Posted on March 13, 2014

Driven by the auto industry turnaround, Southeast Michigan’s long-stagnant industrial real estate market has come roaring back.

“The industrial market is as hot as it’s been in the last five years,” said Bruce Brickman, a partner with Southfield-based General Development Co. “We saw, last year, a turning of the tide, with large amounts (of development occurring), versus a trickle.”

The region’s industrial market had a vacancy rate of 9.8 percent at 2013’s end – the lowest in more than a decade.

During the recent “Great Recession,” automakers and suppliers scaled down facilities to support annual sales of about 9 million vehicles. With sales now at 16 million, companies have outgrown their downsized spaces.

“Right now, they have too much work and not enough space to do it in,” Brickman said, adding that maintaining the status quo means losing contracts. “They’re realizing they’re going to have to do something.”

Companies have grabbed up many of the most desirable, large locations, Brickman said. Firms in need of spaces that are 50,000 square feet or larger will have to build.

“Industrial users are having a hard time finding what they need, and there is strong competition for the best buildings in the market ,” said Gary Goodman, managing director of brokerage services for Farmington Hills-based Friedman Integrated Real Estate Solutions.

     With the glut of industrial space gone, clients are seeking out Friedman and other brokers, who use creativity and experience to find the best available locations.

“They should look to real estate professionals as advisors,” Goodman said.

One issue facing brokers and their clients is that yesterday’s buildings don’t always meet today’s needs. Following the lead of Google and Apple, even today’s industrial users are looking for more modern, collaborative facilities to meet their needs.

“Young people today will not go to work in 25-year-old buildings with low ceilings and no glass,” said Ryan Dembs, president of Amson Dembs Development in Novi. “They want a cafeteria. They want a fitness room.”

Traditional industrial spaces – a small office with a large shop area – aren’t always functional, either, Dembs said. Newer spaces are typically half office and half laboratory space.

“The automobile industry isn’t as much about brakes and motors,” Dembs said. “It’s about technology.”

“The automotive market is focusing resources on self-driving vehicles, touch-screen interfaces and other ‘infotainment’ systems”, Goodman said. “It’s Silicon Valley stuff, here in metro-Detroit”.

Dembs is meeting the need by putting up flexible shells of at least 50,000 square feet.  Flexible and modern construction methods allow him to tailor spaces to clients’ very different needs.

Because growing demand and shrinking inventory has pushed rates upward, new construction is at least as affordable as buying existing space, Dembs said.

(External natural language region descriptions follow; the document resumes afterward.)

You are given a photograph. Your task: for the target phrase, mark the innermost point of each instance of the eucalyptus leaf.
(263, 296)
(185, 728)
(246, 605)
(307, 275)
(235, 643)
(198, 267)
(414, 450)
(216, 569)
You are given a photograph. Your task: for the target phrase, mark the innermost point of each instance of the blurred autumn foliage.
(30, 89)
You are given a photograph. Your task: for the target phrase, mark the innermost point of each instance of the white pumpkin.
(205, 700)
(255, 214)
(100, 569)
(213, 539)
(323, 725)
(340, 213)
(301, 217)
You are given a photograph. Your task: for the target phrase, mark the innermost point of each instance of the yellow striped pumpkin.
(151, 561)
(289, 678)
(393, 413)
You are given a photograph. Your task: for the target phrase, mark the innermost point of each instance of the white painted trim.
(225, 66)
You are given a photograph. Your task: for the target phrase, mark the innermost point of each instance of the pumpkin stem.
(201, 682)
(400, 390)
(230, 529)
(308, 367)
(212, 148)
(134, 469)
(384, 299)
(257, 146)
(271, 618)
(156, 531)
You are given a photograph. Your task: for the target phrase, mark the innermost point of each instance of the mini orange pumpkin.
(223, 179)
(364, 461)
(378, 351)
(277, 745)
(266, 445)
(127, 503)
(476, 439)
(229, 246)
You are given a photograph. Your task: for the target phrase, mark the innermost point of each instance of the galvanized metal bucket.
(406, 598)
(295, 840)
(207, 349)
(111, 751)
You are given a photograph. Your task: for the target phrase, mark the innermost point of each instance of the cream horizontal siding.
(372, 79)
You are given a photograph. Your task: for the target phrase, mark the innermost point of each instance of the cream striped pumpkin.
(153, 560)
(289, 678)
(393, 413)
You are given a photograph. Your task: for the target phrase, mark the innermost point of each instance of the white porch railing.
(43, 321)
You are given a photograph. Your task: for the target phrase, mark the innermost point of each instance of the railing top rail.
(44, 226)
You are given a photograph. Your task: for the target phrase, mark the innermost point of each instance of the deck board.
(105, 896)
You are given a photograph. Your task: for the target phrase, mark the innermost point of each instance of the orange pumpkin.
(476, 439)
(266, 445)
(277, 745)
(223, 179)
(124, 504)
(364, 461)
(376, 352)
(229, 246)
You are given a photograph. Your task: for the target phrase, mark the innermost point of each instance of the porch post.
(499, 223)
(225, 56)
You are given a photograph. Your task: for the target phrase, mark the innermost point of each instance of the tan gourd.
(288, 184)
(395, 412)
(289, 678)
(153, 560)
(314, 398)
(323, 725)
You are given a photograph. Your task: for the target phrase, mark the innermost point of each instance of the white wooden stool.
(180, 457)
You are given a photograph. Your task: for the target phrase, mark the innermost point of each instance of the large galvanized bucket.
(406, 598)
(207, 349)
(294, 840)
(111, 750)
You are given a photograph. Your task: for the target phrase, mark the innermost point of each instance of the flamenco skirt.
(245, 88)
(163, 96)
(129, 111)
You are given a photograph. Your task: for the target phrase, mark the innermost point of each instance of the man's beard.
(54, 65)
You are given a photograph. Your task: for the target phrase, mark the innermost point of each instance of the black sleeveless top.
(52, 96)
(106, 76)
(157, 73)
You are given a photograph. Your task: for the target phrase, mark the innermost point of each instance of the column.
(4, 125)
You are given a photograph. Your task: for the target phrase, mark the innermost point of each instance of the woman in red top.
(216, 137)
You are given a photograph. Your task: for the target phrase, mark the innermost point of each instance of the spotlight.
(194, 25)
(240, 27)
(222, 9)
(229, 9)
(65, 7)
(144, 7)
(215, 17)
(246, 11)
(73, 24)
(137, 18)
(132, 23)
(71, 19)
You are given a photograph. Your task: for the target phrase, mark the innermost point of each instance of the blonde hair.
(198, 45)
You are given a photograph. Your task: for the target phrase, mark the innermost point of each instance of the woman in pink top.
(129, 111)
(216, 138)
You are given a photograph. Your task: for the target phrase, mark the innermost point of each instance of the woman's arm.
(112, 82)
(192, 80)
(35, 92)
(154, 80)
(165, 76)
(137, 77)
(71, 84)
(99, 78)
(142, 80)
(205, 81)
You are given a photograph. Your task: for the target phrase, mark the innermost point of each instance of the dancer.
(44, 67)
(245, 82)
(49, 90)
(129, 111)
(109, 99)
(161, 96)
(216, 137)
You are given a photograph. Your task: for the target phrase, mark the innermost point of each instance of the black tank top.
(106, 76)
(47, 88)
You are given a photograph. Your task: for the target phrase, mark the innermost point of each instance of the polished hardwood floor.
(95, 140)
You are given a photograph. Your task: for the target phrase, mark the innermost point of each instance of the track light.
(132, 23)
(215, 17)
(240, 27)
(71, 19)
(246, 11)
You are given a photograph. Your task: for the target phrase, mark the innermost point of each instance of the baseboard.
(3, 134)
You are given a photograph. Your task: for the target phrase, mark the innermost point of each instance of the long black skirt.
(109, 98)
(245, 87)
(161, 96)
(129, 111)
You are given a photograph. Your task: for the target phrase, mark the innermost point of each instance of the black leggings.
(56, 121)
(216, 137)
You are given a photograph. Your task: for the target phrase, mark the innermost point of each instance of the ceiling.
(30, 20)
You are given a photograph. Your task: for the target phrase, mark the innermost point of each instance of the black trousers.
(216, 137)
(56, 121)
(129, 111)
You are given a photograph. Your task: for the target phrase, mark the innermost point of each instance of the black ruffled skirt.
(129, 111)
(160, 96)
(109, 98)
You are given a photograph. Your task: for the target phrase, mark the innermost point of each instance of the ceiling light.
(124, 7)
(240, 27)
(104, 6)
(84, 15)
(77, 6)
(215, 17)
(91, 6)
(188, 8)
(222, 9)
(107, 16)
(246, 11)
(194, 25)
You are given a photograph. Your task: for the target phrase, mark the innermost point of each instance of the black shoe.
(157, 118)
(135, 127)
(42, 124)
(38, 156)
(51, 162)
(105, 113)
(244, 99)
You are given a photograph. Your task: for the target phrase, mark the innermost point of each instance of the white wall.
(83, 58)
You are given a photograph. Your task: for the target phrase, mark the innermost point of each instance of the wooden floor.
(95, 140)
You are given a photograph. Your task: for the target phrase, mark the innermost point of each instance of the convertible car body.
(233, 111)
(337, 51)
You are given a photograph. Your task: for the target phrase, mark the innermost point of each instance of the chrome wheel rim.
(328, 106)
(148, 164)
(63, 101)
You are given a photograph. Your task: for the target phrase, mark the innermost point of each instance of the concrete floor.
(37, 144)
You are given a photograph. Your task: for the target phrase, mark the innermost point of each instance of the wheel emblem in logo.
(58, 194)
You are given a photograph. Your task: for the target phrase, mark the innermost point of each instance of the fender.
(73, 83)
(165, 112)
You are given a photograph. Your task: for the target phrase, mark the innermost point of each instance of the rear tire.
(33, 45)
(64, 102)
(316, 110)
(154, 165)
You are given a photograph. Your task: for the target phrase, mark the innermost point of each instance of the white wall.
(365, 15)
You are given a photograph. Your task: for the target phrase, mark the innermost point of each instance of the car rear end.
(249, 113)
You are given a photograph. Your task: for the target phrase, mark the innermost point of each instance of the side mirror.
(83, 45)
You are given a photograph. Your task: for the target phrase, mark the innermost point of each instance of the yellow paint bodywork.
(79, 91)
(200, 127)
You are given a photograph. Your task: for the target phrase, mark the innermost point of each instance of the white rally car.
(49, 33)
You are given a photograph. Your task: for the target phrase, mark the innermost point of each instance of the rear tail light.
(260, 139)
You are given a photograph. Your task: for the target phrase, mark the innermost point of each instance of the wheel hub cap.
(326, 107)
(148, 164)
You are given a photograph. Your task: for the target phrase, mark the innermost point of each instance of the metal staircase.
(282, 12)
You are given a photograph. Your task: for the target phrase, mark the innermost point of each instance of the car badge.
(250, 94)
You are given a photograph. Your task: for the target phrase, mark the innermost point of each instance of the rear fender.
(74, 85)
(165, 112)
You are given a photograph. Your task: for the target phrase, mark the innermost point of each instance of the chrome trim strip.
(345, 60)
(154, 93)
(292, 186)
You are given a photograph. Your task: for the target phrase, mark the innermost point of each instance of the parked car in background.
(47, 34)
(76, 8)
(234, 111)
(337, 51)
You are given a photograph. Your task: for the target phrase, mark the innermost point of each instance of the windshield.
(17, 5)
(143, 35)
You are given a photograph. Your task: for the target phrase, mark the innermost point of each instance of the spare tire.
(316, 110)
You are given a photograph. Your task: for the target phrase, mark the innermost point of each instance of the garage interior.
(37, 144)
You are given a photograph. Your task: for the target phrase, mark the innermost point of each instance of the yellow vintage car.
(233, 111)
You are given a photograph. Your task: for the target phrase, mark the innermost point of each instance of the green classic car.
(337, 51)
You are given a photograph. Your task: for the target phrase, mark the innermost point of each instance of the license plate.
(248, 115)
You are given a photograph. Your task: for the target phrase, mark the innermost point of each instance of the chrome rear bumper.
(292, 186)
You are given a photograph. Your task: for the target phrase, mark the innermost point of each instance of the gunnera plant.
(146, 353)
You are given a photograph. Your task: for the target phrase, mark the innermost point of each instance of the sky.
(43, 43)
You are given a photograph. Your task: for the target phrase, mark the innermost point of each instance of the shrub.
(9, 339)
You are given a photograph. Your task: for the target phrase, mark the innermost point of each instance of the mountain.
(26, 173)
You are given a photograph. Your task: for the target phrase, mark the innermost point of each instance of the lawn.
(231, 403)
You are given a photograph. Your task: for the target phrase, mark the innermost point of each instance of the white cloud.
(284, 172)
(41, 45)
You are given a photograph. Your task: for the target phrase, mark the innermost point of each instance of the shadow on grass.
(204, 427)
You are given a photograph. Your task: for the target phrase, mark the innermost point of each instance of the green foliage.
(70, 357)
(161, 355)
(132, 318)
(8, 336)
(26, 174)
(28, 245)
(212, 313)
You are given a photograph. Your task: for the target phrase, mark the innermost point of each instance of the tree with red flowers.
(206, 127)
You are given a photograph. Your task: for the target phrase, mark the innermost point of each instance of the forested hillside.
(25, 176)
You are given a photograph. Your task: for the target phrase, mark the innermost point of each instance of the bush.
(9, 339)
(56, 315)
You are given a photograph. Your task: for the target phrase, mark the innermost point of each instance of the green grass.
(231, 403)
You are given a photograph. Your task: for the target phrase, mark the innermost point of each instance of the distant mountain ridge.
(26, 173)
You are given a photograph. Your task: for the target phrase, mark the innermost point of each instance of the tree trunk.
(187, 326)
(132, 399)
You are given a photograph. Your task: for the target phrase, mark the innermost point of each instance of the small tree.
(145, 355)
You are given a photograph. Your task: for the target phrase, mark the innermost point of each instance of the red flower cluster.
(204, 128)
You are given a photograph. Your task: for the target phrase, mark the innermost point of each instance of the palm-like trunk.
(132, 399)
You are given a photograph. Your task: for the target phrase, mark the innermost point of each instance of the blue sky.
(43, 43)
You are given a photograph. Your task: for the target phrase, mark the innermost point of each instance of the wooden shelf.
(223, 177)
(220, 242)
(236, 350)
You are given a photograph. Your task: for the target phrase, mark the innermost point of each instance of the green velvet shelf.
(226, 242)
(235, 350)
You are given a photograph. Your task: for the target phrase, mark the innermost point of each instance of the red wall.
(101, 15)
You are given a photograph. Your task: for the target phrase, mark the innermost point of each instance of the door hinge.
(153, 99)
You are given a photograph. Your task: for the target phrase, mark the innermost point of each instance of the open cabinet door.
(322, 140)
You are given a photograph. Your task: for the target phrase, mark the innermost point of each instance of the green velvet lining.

“Before, you couldn’t afford to put up new buildings,” Goodman said. “Now, we’re starting to see new build-to-suit, and even spec buildings in the market”.

A construction cool down in developing nations such as China – which previously gobbled up available materials such as copper and steel – has kept costs from exploding, Brickman said.

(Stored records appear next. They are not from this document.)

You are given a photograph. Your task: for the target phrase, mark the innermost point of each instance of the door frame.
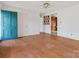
(54, 14)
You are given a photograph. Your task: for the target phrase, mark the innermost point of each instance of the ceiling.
(35, 5)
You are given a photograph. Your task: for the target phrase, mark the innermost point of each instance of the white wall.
(68, 21)
(28, 21)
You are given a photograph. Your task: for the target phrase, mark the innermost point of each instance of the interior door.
(53, 23)
(14, 25)
(9, 25)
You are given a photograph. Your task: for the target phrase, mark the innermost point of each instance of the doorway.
(9, 25)
(54, 25)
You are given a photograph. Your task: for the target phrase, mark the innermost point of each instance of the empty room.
(39, 29)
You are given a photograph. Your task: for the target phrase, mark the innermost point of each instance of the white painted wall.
(68, 21)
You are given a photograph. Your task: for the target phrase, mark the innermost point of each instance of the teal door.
(9, 25)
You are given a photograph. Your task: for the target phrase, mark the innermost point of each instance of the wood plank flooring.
(40, 46)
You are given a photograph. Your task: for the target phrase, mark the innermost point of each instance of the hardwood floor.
(40, 46)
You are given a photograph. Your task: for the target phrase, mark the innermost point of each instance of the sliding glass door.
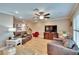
(76, 29)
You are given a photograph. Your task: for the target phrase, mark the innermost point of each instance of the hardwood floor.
(35, 46)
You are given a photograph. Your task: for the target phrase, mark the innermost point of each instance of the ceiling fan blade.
(46, 17)
(47, 14)
(37, 14)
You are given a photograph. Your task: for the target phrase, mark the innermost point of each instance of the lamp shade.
(12, 29)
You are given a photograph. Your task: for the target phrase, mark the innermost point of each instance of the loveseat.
(57, 48)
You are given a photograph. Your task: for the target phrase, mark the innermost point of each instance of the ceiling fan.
(40, 14)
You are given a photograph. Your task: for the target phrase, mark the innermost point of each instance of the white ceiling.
(25, 10)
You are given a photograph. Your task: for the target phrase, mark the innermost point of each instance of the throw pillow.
(69, 43)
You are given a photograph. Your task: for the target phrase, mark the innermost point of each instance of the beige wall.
(62, 25)
(5, 22)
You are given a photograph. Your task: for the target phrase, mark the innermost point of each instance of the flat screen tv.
(51, 28)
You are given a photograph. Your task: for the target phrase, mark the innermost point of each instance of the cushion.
(69, 43)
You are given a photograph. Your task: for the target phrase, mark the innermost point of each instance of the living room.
(22, 21)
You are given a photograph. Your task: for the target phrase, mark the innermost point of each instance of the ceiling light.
(35, 21)
(21, 17)
(41, 17)
(16, 12)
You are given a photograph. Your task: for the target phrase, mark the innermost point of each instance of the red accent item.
(36, 34)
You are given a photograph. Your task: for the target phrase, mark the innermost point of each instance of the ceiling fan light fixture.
(41, 17)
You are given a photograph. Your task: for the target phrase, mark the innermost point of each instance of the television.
(51, 28)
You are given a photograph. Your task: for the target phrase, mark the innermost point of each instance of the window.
(76, 29)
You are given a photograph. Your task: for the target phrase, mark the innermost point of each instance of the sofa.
(56, 48)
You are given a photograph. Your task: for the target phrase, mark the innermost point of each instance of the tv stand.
(50, 35)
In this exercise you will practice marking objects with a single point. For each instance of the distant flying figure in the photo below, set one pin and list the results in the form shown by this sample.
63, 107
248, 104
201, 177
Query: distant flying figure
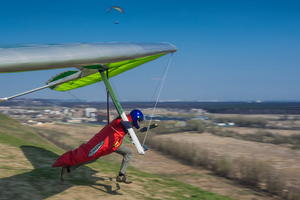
117, 8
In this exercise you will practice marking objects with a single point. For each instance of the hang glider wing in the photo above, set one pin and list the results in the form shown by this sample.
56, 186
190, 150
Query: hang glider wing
116, 57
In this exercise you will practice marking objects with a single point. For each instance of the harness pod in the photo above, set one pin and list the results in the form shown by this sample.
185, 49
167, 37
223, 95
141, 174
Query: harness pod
105, 142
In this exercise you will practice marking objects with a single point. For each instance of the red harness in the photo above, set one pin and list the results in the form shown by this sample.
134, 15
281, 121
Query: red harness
105, 142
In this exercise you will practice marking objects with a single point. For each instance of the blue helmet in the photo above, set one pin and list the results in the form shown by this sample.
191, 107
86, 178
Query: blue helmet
136, 115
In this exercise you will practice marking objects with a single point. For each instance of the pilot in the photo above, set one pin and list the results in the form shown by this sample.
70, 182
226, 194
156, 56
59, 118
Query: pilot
135, 117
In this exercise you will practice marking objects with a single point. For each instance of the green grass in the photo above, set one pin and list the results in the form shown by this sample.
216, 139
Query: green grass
40, 180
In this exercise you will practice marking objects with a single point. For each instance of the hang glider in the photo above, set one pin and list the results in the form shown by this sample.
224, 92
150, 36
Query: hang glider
95, 62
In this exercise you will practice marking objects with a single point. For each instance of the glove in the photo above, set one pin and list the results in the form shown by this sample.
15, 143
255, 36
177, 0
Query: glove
126, 124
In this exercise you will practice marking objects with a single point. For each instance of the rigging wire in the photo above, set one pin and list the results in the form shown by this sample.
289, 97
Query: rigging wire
70, 93
163, 80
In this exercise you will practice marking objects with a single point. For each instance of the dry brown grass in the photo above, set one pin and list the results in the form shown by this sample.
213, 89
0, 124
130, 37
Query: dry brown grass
248, 171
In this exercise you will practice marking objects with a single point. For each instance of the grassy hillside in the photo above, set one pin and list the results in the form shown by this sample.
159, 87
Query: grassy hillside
26, 173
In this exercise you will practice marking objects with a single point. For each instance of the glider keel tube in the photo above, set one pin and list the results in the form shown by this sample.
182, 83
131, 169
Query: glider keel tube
121, 112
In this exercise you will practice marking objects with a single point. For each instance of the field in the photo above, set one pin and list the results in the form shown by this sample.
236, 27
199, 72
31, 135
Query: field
26, 173
157, 170
157, 163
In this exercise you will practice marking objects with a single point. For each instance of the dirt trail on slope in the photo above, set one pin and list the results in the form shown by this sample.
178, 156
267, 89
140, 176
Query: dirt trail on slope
157, 163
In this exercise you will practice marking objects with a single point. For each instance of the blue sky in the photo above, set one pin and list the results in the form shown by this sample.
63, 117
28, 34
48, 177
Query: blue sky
227, 50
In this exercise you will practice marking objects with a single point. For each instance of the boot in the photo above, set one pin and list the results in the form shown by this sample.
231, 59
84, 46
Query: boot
123, 179
64, 173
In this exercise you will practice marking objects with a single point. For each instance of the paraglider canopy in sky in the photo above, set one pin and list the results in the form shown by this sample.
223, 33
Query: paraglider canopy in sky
116, 8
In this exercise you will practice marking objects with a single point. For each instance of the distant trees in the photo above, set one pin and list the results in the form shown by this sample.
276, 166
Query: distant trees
244, 122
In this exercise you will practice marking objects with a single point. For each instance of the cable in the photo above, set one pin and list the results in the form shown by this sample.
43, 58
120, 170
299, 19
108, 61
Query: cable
166, 71
70, 93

Traditional industrial space available for $4.50 a square foot four years ago now goes for $5.75 to $6.00 a square foot, he said. In that time, the rates for R&D/office space have risen from $7.50 to $8.00 a square foot to $10.00 a square foot.

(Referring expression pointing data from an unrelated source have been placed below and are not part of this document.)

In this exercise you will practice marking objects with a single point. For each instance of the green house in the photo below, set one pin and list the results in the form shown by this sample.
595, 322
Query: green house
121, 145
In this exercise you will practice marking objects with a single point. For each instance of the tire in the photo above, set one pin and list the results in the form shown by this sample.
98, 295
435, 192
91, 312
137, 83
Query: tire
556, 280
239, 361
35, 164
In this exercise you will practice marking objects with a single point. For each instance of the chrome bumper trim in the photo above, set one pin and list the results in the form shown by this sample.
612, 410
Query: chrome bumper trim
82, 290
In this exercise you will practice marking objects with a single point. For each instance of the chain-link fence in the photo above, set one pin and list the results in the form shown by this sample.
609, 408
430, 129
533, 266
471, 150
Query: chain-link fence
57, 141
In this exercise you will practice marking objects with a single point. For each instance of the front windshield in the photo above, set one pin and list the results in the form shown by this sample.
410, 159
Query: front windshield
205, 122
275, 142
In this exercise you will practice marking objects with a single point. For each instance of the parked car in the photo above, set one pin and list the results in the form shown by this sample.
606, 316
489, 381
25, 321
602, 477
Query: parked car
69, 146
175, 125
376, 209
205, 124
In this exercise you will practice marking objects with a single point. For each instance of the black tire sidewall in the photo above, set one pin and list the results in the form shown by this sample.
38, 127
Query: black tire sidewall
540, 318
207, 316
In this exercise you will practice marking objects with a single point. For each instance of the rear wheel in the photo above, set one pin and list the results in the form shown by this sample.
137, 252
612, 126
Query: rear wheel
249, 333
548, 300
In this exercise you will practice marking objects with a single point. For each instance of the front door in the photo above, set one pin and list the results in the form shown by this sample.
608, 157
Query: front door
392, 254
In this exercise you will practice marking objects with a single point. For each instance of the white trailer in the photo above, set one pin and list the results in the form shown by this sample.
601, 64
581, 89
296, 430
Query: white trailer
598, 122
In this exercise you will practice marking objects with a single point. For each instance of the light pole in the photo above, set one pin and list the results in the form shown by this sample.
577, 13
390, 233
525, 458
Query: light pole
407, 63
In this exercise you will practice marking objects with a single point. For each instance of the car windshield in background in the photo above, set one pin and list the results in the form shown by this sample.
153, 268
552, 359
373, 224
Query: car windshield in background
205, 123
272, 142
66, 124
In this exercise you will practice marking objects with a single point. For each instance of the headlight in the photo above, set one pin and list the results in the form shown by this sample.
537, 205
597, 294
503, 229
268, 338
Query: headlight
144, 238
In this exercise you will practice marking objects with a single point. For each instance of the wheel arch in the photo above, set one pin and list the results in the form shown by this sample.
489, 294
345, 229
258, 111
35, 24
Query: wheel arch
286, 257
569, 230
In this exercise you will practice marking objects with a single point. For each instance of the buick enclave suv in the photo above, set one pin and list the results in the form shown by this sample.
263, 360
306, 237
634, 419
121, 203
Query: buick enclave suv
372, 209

The Novi area, which has more of an international presence, has been Dembs’ hottest market, he said.

Brickman sees U.S. companies along the I-75 corridor leading the market upturn.

The turnaround isn’t likely to bring back development boom times of the early 2000s anytime soon, Brickman cautioned.

“You’re not going to see people going out and specing buidings left and right,” he said. “I think you’re going to see good, steady, stable growth.”